The guy who advocates shipping illegals to the U.S. and screams racism at Americans who don't like it is the same guy who wrecked the Chiapas water supply to turn a profit.  The Mexican locals got diabetes from it, they come up here illegally for treatment, and all is hunky-dory from the Vicente Fox point of view.

The story highlights something that really needs to be brought up in the illegal immigration debate: the lousy failures of the governments that ship illegals, something they are rarely ever on the spot for, not the way ordinary Americans are.  Why isn't Fox answering some questions about this, given his record of illegal alien advocacy and wealthy lifestyle?

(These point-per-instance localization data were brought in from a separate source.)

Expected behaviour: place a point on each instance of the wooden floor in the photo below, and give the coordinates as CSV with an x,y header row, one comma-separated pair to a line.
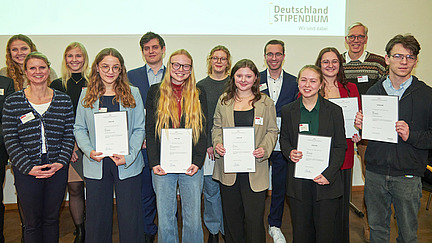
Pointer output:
x,y
12,230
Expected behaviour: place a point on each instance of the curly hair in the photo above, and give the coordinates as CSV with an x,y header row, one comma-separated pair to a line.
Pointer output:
x,y
96,87
191,106
14,70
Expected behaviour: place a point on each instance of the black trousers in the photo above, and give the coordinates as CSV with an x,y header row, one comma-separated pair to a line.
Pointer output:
x,y
313,221
243,212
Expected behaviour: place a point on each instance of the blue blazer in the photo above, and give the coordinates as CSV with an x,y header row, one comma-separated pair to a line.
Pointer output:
x,y
84,131
138,78
289,90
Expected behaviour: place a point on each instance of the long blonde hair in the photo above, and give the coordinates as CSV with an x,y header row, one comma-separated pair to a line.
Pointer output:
x,y
190,104
66,73
14,71
96,87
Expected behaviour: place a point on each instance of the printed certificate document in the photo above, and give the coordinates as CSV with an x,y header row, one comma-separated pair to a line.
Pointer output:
x,y
239,143
380,114
316,156
176,149
111,131
349,109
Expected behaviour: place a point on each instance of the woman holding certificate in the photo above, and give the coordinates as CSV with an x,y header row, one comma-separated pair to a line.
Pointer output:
x,y
243,193
335,85
38,134
176,107
108,94
314,202
74,79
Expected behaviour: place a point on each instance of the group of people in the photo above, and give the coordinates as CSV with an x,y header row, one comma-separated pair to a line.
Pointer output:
x,y
48,125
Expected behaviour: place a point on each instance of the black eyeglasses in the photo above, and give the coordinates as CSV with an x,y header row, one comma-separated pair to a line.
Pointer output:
x,y
353,37
177,66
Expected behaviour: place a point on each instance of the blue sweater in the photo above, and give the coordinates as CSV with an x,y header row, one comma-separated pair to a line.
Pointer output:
x,y
23,138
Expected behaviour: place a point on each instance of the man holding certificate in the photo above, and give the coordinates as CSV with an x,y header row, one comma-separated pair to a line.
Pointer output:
x,y
109,109
314,182
245,125
394,169
176,148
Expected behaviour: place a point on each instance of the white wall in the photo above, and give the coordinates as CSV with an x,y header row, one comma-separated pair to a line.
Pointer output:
x,y
385,19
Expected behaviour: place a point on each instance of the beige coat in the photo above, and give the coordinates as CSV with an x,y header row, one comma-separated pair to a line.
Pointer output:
x,y
265,137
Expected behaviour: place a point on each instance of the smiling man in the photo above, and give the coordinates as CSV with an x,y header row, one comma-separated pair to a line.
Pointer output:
x,y
153,50
282,88
394,170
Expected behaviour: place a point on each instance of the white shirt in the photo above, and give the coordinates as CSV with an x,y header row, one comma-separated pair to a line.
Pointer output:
x,y
274,86
361,58
41,110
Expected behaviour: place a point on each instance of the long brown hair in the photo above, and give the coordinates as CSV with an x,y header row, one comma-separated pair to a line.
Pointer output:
x,y
341,73
96,87
190,104
14,71
231,91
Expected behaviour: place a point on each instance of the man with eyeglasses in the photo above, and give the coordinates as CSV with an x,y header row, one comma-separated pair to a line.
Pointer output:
x,y
153,50
218,70
282,88
364,69
394,170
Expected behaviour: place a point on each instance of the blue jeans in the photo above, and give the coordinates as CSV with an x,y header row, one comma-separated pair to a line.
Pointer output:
x,y
166,200
405,193
213,217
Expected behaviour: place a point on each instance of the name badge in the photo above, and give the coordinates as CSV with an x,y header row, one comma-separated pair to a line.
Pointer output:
x,y
259,120
363,79
27,117
304,127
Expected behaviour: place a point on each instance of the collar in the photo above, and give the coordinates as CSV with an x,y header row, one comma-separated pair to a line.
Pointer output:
x,y
361,58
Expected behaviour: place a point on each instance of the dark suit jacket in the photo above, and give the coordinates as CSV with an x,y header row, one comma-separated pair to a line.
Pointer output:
x,y
6,88
138,78
331,124
288,93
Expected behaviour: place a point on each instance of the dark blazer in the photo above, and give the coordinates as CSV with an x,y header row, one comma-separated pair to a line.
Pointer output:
x,y
138,78
6,88
331,124
153,142
288,93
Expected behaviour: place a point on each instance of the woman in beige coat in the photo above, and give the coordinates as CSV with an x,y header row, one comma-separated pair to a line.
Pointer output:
x,y
243,194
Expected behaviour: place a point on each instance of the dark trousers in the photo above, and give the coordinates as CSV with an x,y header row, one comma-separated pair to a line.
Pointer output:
x,y
148,198
243,212
41,200
312,220
3,161
99,206
279,174
341,234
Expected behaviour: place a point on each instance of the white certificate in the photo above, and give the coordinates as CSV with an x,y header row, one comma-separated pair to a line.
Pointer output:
x,y
111,131
176,150
380,114
349,109
278,123
316,155
239,144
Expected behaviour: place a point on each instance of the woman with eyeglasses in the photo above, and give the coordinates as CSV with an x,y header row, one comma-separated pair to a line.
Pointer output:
x,y
218,69
177,103
73,80
38,133
243,194
17,48
108,90
335,85
314,202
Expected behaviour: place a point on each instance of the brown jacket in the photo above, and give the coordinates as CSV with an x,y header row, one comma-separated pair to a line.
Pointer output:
x,y
265,137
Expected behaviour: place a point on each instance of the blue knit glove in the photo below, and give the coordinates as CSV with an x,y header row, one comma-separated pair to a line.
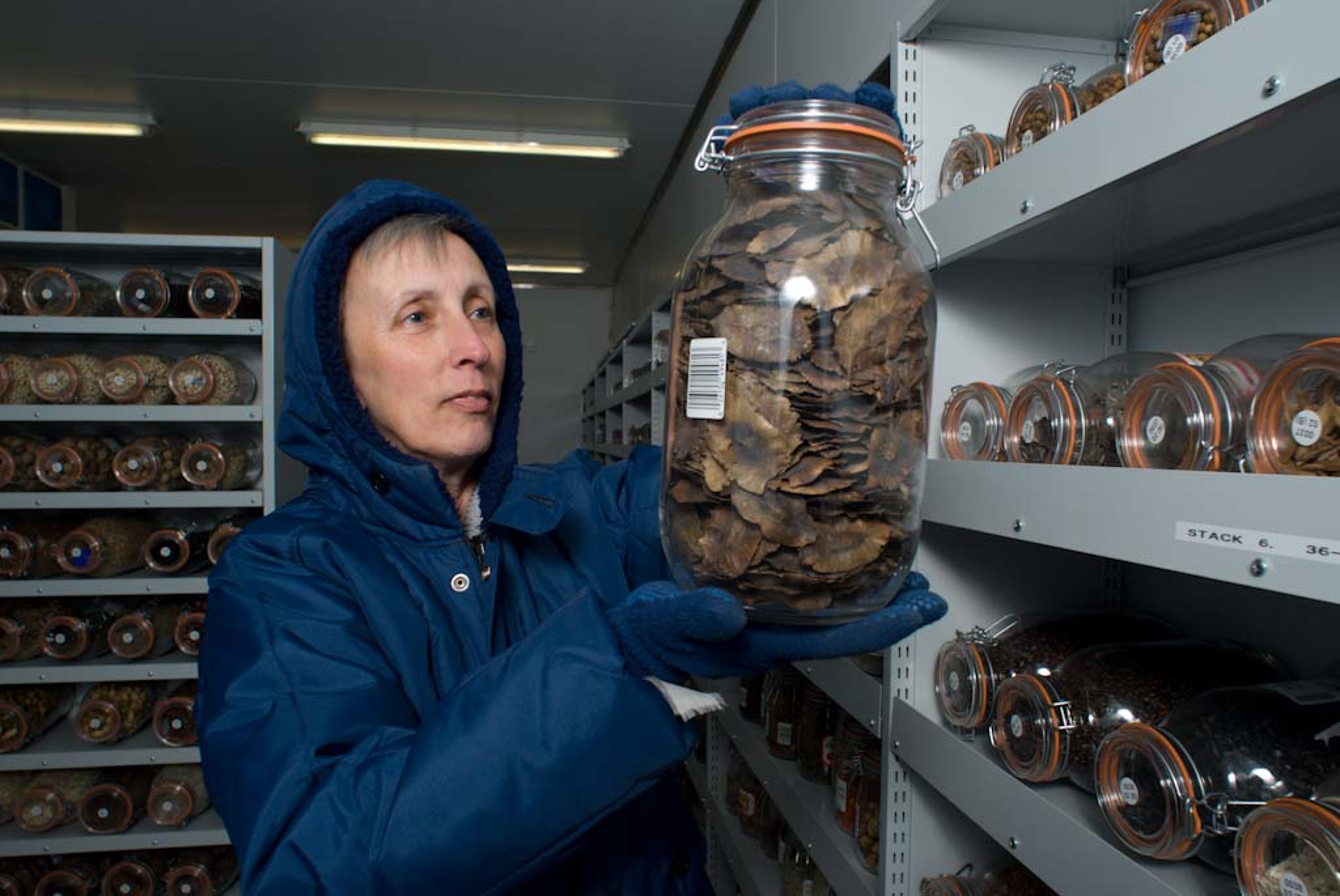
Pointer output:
x,y
670,634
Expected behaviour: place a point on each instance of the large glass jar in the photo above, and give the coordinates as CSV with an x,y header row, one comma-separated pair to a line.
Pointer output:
x,y
1182,788
29,710
1043,110
1072,416
117,800
969,156
971,668
1194,417
1291,847
1172,27
177,796
1048,728
1296,415
801,361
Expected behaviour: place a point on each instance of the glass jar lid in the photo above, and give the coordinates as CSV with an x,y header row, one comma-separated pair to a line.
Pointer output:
x,y
1289,847
144,293
55,379
1148,792
973,424
192,381
215,294
1296,415
50,291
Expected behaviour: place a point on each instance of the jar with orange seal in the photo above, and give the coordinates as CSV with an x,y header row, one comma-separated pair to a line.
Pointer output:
x,y
117,800
1170,29
152,293
67,294
1184,787
1295,420
175,716
969,669
222,294
177,796
1197,417
1047,728
1292,846
1043,110
1072,416
969,156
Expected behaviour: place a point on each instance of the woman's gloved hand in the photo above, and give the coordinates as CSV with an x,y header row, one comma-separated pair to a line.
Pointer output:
x,y
669,633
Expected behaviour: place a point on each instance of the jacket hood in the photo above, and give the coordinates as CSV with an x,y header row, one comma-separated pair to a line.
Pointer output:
x,y
323,424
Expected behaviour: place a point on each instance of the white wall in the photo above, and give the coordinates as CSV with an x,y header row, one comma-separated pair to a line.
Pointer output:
x,y
563,334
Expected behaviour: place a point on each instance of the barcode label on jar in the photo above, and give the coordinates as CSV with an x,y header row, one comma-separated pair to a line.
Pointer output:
x,y
707,392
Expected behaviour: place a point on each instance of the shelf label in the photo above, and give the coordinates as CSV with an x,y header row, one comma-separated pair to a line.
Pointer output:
x,y
1270,544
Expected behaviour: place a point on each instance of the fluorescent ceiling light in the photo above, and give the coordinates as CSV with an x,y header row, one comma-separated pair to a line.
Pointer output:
x,y
463,141
42,121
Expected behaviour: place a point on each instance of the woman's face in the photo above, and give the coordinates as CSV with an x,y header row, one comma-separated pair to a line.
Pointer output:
x,y
424,349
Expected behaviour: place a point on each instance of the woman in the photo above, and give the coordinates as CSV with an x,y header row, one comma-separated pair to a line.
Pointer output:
x,y
432,670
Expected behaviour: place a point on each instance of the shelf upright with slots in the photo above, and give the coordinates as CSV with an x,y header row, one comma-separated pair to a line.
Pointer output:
x,y
253,341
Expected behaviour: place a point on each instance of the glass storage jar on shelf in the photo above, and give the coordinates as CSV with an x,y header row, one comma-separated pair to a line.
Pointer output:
x,y
105,546
969,156
19,463
971,668
117,800
208,378
220,294
1196,417
1172,27
1295,422
113,712
27,712
152,464
801,355
53,799
152,293
67,379
136,379
67,294
1072,415
1292,847
1182,788
78,464
224,465
177,796
1043,110
1048,728
175,716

Someone needs to put him on the spot for doing such deeds through his business career.  We all know he was a bad president, but apparently, the wreckage started early.  No wonder millions of Mexicans fled the country to El Norte.  Now he's jumped on the pot sales bandwagon, apparently to promote marijuana use and legalization, something else he's been a loudmouth on.

Can someone ask him about that?  This guy has a record of foisting toxic things on Mexicans and expecting us to pick up the bill.  How about a few questions for this hypocrite with such an awful record of harmful products – whether pot; Coke; or, worst of all, Mexican government?